BERT - Bidirectional Encoder Representations

pip install vectorhub[encoders-text-tfhub]

Details

Release date: 2018-10-11

Vector length: 1024 (Bert Large)

Repo: https://tfhub.dev/google/collections/bert/1

Paper: https://arxiv.org/abs/1810.04805v2

Example

#pip install vectorhub[encoders-text-tfhub]
#FOR WINDOWS: pip install vectorhub[encoders-text-tfhub-windows]
from vectorhub.encoders.text.tfhub import Bert2Vec
model = Bert2Vec()
model.encode("I enjoy taking long walks along the beach with my dog.")

Index and search vectors

Index and search your vectors easily on the cloud using 1 line of code!

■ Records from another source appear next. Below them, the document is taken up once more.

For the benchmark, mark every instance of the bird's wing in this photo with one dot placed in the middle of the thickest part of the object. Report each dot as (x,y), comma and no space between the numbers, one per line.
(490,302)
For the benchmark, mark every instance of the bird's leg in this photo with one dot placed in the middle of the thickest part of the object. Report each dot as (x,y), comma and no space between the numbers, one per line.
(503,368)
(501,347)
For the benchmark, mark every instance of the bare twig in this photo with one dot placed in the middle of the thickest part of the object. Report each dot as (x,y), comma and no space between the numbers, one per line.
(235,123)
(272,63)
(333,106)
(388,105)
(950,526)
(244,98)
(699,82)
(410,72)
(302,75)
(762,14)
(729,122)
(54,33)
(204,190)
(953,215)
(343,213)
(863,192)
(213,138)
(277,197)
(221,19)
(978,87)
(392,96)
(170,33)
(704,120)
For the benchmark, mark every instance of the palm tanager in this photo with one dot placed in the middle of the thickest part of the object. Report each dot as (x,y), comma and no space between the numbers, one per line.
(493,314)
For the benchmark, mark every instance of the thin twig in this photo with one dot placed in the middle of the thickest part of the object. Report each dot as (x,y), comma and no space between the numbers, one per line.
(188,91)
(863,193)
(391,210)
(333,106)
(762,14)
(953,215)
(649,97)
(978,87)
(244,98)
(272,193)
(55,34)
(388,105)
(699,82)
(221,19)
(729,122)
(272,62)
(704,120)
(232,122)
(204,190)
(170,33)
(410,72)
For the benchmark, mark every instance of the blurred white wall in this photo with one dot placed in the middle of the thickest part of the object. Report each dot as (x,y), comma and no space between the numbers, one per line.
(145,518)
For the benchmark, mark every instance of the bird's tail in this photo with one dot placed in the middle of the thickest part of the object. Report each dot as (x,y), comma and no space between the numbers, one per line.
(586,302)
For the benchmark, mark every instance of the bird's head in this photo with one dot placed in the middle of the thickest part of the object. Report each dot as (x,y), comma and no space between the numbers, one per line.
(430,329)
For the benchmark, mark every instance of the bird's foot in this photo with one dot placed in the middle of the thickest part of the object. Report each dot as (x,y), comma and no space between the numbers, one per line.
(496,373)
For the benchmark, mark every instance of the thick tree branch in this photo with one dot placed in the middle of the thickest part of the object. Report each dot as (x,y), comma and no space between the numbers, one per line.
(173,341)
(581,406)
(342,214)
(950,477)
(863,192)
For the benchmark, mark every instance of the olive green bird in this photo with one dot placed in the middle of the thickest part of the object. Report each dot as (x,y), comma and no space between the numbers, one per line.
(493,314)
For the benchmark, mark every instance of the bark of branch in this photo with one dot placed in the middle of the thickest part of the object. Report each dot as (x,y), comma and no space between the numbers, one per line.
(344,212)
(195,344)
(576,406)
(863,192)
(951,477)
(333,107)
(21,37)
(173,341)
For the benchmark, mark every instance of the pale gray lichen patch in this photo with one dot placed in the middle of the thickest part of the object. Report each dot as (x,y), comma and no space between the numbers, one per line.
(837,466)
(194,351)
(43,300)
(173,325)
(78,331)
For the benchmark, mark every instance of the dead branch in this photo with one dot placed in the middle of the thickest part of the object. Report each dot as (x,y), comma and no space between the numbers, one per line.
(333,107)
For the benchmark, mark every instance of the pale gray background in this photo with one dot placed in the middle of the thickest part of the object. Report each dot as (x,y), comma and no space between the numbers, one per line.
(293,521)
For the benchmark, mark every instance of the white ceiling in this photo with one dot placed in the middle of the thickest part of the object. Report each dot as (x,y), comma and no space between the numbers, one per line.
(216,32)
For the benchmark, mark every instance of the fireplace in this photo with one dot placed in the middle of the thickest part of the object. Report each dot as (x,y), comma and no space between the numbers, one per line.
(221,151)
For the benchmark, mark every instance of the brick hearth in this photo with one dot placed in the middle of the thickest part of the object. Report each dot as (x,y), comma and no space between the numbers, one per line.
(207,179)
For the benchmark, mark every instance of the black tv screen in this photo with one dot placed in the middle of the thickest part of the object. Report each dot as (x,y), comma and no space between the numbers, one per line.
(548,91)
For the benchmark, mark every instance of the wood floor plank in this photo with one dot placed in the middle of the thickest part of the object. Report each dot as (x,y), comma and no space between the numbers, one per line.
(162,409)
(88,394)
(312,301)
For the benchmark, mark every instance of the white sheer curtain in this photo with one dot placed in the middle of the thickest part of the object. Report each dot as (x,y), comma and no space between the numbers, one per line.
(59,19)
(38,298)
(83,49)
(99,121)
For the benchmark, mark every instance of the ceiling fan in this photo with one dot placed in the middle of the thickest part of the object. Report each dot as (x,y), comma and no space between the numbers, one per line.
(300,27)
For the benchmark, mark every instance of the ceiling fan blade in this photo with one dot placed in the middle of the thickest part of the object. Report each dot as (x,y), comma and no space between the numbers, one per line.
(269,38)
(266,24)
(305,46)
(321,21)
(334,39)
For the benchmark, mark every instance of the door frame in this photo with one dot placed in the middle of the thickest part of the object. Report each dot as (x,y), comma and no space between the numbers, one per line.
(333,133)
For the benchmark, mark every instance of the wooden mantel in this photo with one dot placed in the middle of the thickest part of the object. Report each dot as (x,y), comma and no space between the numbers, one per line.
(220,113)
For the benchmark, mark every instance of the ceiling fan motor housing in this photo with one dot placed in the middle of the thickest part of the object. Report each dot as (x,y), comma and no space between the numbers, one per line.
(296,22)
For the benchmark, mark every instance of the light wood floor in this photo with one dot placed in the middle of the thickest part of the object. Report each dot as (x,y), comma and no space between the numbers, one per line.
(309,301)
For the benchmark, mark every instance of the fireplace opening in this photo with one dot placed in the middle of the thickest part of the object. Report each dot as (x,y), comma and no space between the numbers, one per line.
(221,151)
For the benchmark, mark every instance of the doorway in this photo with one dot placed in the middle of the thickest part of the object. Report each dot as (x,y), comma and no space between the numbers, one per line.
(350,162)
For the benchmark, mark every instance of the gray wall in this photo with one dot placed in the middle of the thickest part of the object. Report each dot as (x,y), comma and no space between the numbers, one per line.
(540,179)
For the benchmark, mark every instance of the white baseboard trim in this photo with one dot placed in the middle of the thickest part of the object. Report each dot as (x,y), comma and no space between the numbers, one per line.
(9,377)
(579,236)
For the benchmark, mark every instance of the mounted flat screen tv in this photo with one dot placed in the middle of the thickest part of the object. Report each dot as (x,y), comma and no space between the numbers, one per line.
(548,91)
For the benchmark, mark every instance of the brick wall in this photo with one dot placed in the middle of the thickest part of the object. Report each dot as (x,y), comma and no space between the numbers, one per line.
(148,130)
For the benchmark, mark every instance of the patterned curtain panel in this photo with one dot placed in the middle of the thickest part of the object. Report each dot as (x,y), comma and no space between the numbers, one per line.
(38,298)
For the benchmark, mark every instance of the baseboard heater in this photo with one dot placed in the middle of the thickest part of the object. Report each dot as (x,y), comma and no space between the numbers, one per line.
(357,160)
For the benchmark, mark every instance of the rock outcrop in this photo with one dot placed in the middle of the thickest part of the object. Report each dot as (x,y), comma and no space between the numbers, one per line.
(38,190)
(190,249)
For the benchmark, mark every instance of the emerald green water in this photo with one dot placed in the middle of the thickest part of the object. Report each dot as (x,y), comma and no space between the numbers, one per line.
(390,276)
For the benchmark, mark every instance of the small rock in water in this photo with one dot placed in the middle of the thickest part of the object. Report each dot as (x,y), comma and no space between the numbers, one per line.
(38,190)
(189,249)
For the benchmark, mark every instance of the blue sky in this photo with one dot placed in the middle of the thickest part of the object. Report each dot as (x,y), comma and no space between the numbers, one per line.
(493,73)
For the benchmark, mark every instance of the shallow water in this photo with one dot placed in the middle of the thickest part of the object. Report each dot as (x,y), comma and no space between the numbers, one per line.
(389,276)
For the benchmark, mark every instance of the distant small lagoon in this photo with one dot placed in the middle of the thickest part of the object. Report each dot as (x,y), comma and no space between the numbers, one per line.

username = '<your username>'
email = '<your email>'
# You can request an api_key using - type in your username and email.
api_key = model.request_api_key(username, email)

# Index in 1 line of code
items = ['chicken', 'toilet', 'paper', 'enjoy walking']
model.add_documents(user, api_key, items)

# Search in 1 line of code and get the most similar results.
model.search('basin')

# Add metadata to your search
metadata = [{'num_of_letters': 7, 'type': 'animal'}, {'num_of_letters': 6, 'type': 'household_items'}, {'num_of_letters': 5, 'type': 'household_items'}, {'num_of_letters': 12, 'type': 'emotion'}]
model.add_documents(user, api_key, items, metadata=metadata)

Description

We introduce a new language representation model called BERT, which stands for Bidirectional Encoder Representations from Transformers. Unlike recent language representation models, BERT is designed to pre-train deep bidirectional representations from unlabeled text by jointly conditioning on both left and right context in all layers. As a result, the pre-trained BERT model can be fine-tuned with just one additional output layer to create state-of-the-art models for a wide range of tasks, such as question answering and language inference, without substantial task-specific architecture modifications.

Bert Image

Working in Colab

If you are using this in colab and want to save this so you don't have to reload, use:

import os 
os.environ['TFHUB_CACHE_DIR'] = "drive/MyDrive/"
os.environ["TFHUB_MODEL_LOAD_FORMAT"] = "COMPRESSED"

Model Versions

Model Table Vector Length
google/bert_cased_L-12_H-768_A-12 768
google/bert_cased_L-24_H-1024_A-16 1024
google/bert_chinese_L-12_H-768_A-12 768
google/bert_multi_cased_L-12_H-768_A-12 768
google/bert_uncased_L-12_H-768_A-12 768
google/bert_uncased_L-24_H-1024_A-16 1024

Limitations

  • NA

Training Corpora:

  • BooksCorpus (800M words)
  • Wikipedia (2,500M words)

Other Notes:

  • BERT was trained for 1M steps with a batch size of 128,000 words.